Dr Patrícia Domingues
Lecturer
Craft
Dr. Patrícia Domingues holds a Master of Arts from the Gemstone and Jewellery Design Department, University of Trier in Idar-Oberstein, Germany (2010) and a Doctorate in the arts from the University of Hasselt & PXL-MAD, School of Arts in Belgium (2022). Since 2009 she has participated in collective and solo exhibitions throughout Europe and abroad. Her work has been acquired for private and public collections such as: MUDE fashion and design museum in Lisbon, Stedelijk Museum 's-Hertogenbosch in Amsterdam and the RISD Museum in Providence, United States. Domingue’s work has been recognised by international jewellery and craft awards: New Traditional Jewellery in Amsterdam (2012), Talente Award in Munich (2014), Mari Funaki Award for emerging artist in Australia (2014) and the Young Talent Prize of the European World Crafts Council in Belgium (2015).

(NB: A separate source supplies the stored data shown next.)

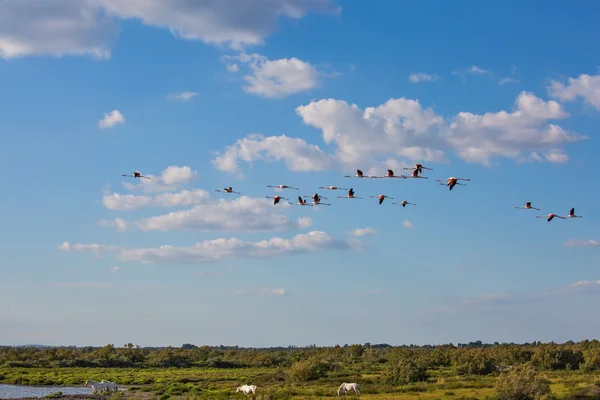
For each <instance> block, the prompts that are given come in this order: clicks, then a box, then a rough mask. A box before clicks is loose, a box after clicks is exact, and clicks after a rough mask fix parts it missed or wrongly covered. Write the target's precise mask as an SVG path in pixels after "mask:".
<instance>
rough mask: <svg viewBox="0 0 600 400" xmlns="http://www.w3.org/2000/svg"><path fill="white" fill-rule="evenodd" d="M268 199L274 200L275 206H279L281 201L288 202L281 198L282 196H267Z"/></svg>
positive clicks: (282, 198) (266, 196) (282, 197)
mask: <svg viewBox="0 0 600 400" xmlns="http://www.w3.org/2000/svg"><path fill="white" fill-rule="evenodd" d="M265 197H266V198H267V199H273V205H274V206H276V205H277V204H279V200H282V199H283V200H288V199H286V198H285V197H281V196H275V197H271V196H265Z"/></svg>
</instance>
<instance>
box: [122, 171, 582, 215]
mask: <svg viewBox="0 0 600 400" xmlns="http://www.w3.org/2000/svg"><path fill="white" fill-rule="evenodd" d="M403 170H408V171H412V173H411V174H410V175H404V174H400V175H396V174H395V173H394V171H393V170H392V169H388V170H387V172H386V174H385V175H383V176H375V175H365V174H364V173H363V171H362V170H360V169H357V170H356V174H355V175H344V178H352V179H429V177H427V176H422V175H420V174H422V173H423V170H428V171H433V168H428V167H425V166H423V164H415V165H414V166H413V167H404V168H403ZM121 176H126V177H131V178H135V179H150V177H148V176H144V175H142V173H141V172H140V171H134V172H133V174H131V175H127V174H122V175H121ZM459 181H463V182H470V181H471V179H470V178H457V177H454V176H451V177H449V178H447V179H445V180H443V179H437V180H436V182H437V183H438V184H439V185H441V186H447V187H448V190H450V191H451V190H452V189H454V187H455V186H457V185H458V186H467V185H466V184H465V183H460V182H459ZM267 187H268V188H273V189H280V190H283V189H289V190H300V189H299V188H296V187H293V186H288V185H283V184H280V185H267ZM319 189H322V190H329V191H333V190H345V191H346V195H345V196H337V198H338V199H363V198H362V197H358V196H355V192H354V188H352V187H351V188H349V189H348V188H343V187H339V186H334V185H331V186H319ZM215 192H220V193H228V194H242V193H240V192H236V191H234V190H233V188H232V187H231V186H229V187H226V188H223V189H216V190H215ZM265 197H266V198H267V199H273V205H274V206H276V205H278V204H279V203H280V202H281V200H286V201H287V202H288V204H290V205H294V206H299V207H314V206H321V205H323V206H331V203H322V202H321V199H327V197H324V196H321V195H319V194H318V193H315V194H313V195H311V196H298V199H297V201H296V202H295V203H293V202H291V201H290V200H289V199H288V198H286V197H283V196H279V195H275V196H265ZM309 197H310V198H311V199H312V202H311V203H308V202H307V198H309ZM369 198H374V199H377V201H378V203H379V204H380V205H381V204H382V203H383V201H384V200H385V199H392V200H393V199H394V198H393V197H390V196H388V195H385V194H383V193H382V194H379V195H371V196H369ZM392 204H397V205H401V206H402V207H406V206H407V205H416V203H410V202H408V201H407V200H402V201H401V202H399V203H396V202H392ZM514 208H516V209H522V210H537V211H541V210H540V209H539V208H537V207H533V206H532V205H531V202H530V201H528V202H526V203H525V205H524V206H515V207H514ZM536 218H545V219H546V220H547V221H548V222H550V221H552V220H553V219H554V218H559V219H570V218H583V217H582V216H581V215H575V208H574V207H573V208H571V211H569V214H568V215H565V216H562V215H558V214H554V213H549V214H547V215H537V216H536Z"/></svg>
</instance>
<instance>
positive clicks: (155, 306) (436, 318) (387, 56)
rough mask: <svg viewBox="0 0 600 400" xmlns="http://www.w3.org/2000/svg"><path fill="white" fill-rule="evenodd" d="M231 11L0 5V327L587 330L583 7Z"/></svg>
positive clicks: (187, 342)
mask: <svg viewBox="0 0 600 400" xmlns="http://www.w3.org/2000/svg"><path fill="white" fill-rule="evenodd" d="M244 4H245V5H244V6H240V5H239V3H237V2H236V1H234V0H231V1H220V2H217V1H216V0H215V1H208V0H207V1H202V2H196V1H191V0H190V1H181V2H173V4H170V2H165V3H164V4H160V5H158V2H151V1H148V2H144V1H136V2H130V1H126V0H112V1H109V0H90V1H88V2H85V3H84V5H83V6H82V3H81V2H79V1H76V0H69V1H55V0H52V1H46V2H42V1H41V0H40V1H31V2H29V3H28V4H24V3H22V2H20V1H17V0H8V1H4V2H3V3H2V4H0V88H1V90H0V107H1V108H2V110H3V111H4V112H3V113H2V118H0V132H1V137H2V146H0V167H2V168H1V171H2V181H3V183H4V195H3V196H2V204H3V207H1V208H0V213H1V215H0V217H1V218H2V224H1V225H0V229H1V232H2V234H3V236H4V237H5V239H4V240H3V241H1V242H0V254H1V256H0V257H1V258H0V272H1V273H2V280H1V282H0V288H1V290H0V304H2V307H1V308H0V324H1V325H2V329H1V330H0V343H3V344H23V343H32V342H35V343H45V344H75V345H88V344H93V345H104V344H106V343H114V344H116V345H122V344H124V343H127V342H133V343H136V344H140V345H181V344H182V343H195V344H209V345H219V344H230V345H233V344H237V345H241V346H277V345H289V344H295V345H305V344H313V343H314V344H318V345H332V344H336V343H339V344H344V343H364V342H371V343H381V342H386V343H390V344H402V343H416V344H425V343H449V342H453V343H457V342H468V341H471V340H483V341H488V342H493V341H499V342H503V341H515V342H524V341H532V340H542V341H550V340H554V341H566V340H580V339H584V338H592V337H594V334H595V333H596V332H597V331H598V329H599V328H600V318H598V317H597V316H595V314H590V313H589V311H588V310H590V309H592V308H593V307H595V306H596V305H598V296H597V295H598V293H599V292H600V275H599V274H598V270H597V269H598V261H597V260H598V249H599V240H600V238H599V237H598V226H599V225H598V222H599V220H598V217H597V216H596V210H597V209H598V207H597V196H598V194H599V193H598V189H597V188H596V187H595V185H594V182H595V180H596V179H597V176H596V174H595V171H597V169H598V167H600V164H599V163H600V162H599V161H598V158H597V153H598V145H597V138H596V130H597V126H598V123H599V122H600V119H599V116H600V68H599V66H600V60H599V59H598V57H597V51H596V50H597V38H598V37H599V36H600V27H598V24H597V23H596V21H597V19H598V12H599V11H600V6H599V5H589V6H588V7H587V8H586V10H585V12H584V13H582V12H581V9H580V8H576V7H569V6H565V4H564V2H558V1H550V2H545V3H544V5H543V6H540V4H538V3H536V2H528V3H527V2H526V3H523V2H516V1H509V2H502V3H500V2H488V3H485V4H482V3H475V2H465V3H462V4H461V5H460V6H457V5H456V4H449V2H443V1H428V2H419V3H418V4H414V3H410V4H408V3H405V2H385V3H384V5H383V6H381V7H379V8H374V7H373V5H372V4H371V3H370V2H366V1H363V2H358V1H356V2H342V1H333V0H332V1H329V0H305V1H301V0H269V1H267V0H253V1H248V2H247V3H244ZM237 7H242V8H237ZM183 16H185V18H184V17H183ZM101 121H104V122H101ZM415 163H421V164H423V165H425V166H428V167H430V168H433V169H434V170H433V171H424V173H423V175H424V176H427V177H428V179H427V180H425V179H418V180H417V179H406V180H403V179H390V180H386V179H373V180H370V179H368V180H367V179H365V180H358V179H347V178H344V175H353V174H354V173H355V171H356V169H357V168H360V169H362V170H363V171H364V172H365V174H377V175H383V174H385V171H386V169H387V168H392V169H393V170H394V172H395V173H396V174H397V175H398V174H401V173H406V174H408V173H410V171H405V170H403V169H402V168H403V167H410V166H412V165H414V164H415ZM134 170H139V171H141V172H142V173H144V174H148V175H151V177H152V179H151V180H147V181H142V182H140V181H139V180H134V179H133V178H122V177H121V174H130V173H132V172H133V171H134ZM450 176H457V177H465V178H470V179H471V181H470V182H467V186H458V187H456V188H455V189H453V190H452V191H451V192H450V191H448V189H447V188H446V187H444V186H440V185H438V184H437V183H436V182H435V180H436V179H446V178H448V177H450ZM278 184H286V185H290V186H294V187H298V188H300V189H301V190H300V191H295V190H285V191H283V192H281V193H279V192H277V191H275V190H273V189H270V188H267V187H266V185H278ZM329 185H336V186H340V187H344V188H349V187H353V188H354V190H355V192H356V196H360V197H363V199H355V200H349V199H337V198H335V197H336V196H338V195H342V196H343V195H345V192H344V191H324V190H319V189H318V187H319V186H329ZM227 186H232V187H233V188H234V190H236V191H238V192H241V193H242V194H243V195H242V196H240V195H237V194H223V193H217V192H215V189H222V188H224V187H227ZM315 192H318V193H319V194H321V195H322V196H325V197H328V199H327V200H323V202H327V203H331V204H332V206H320V207H319V206H317V207H296V206H292V205H289V204H286V202H283V203H282V204H279V205H278V206H273V205H272V204H271V203H270V200H269V199H265V196H273V195H275V194H280V195H286V196H287V197H288V198H289V199H290V200H291V201H295V199H296V196H297V195H298V194H301V195H303V196H305V195H308V196H310V195H312V194H313V193H315ZM381 193H384V194H386V195H388V196H391V197H393V198H394V199H393V200H391V199H386V200H385V201H384V203H383V204H382V205H378V204H377V200H376V199H371V198H369V196H373V195H378V194H381ZM402 200H408V201H409V202H412V203H416V206H407V207H406V208H403V207H401V206H399V205H394V204H392V202H400V201H402ZM308 201H309V202H310V198H309V199H308ZM526 201H531V202H532V203H533V206H535V207H539V208H541V211H539V212H538V211H535V210H516V209H514V206H522V205H524V203H525V202H526ZM571 207H575V209H576V214H577V215H582V216H583V217H584V218H580V219H579V218H577V219H567V220H562V219H555V220H553V221H552V222H550V223H548V222H546V220H545V219H541V218H540V219H537V218H535V216H536V215H545V214H548V213H551V212H552V213H555V214H558V215H566V214H568V211H569V210H570V208H571ZM357 230H358V231H357ZM164 246H171V247H164ZM107 321H110V322H109V323H107ZM115 327H118V328H115Z"/></svg>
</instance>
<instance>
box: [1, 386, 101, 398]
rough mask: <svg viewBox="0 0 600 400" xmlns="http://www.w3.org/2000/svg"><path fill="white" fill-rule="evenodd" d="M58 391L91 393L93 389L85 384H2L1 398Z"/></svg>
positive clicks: (13, 396) (46, 394)
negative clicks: (52, 384)
mask: <svg viewBox="0 0 600 400" xmlns="http://www.w3.org/2000/svg"><path fill="white" fill-rule="evenodd" d="M56 392H62V393H63V394H91V393H92V389H91V388H88V387H85V386H25V385H4V384H0V399H17V398H19V397H44V396H45V395H47V394H51V393H56Z"/></svg>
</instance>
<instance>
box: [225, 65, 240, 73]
mask: <svg viewBox="0 0 600 400" xmlns="http://www.w3.org/2000/svg"><path fill="white" fill-rule="evenodd" d="M239 70H240V67H239V66H238V65H237V64H227V71H229V72H238V71H239Z"/></svg>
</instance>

Currently, Domingues is a researcher and a Lecturer: BA(Hons) in Product Design & Craft at Manchester School of Art, Faculty of Arts & Humanities, Manchester Metropolitan University.
A Fracturing Practice
My practice traces lines between geological phenomena and colonial history. With a background in jewellery and the craft of stone cutting, I am interested in understanding how materials and landscapes are cut, fractured, and broken up and how the fragmentation and reconstruction of the landscape is intimately connected with human skills, techniques, craft, and technologies. As I explore the fracturing conditions that emerge in materials and landscapes, I use this as both an analogy and a methodology—artistic and theoretical—to examine human development as a continuous flow of individuation and connections within a unified landscape-human continuum. Questioning the colonial aftermaths that perceive matter as a mere object, I instead explore the idea that matter is not inert but sensitive and embedded in aliveness. Human development is always a response to what is already latent within materials and environments themselves. Material culture is never just based on human achievements but on the interrelation of more-than-human environments and forces. In this sense, my research speculates that, by mediating micro and macro perceptions of the landscape while relating geological phenomena to the way humans handle materials in their own bare hands, the living world forms an interconnected web of different organisms, energies and knowledge which are continually in flux.
RESEARCH INTERESTS
New-materialism, animism, more-than-human affinities, feminism studies, post-colonialism, post-phenomenology, posthumanism, fragmentation, biogeology, techno-science in geology, digitality, databases as fragmentation, A.I. materiality, geological and media contingencies, craft, jewellery, objects, creative writings and participatory installations.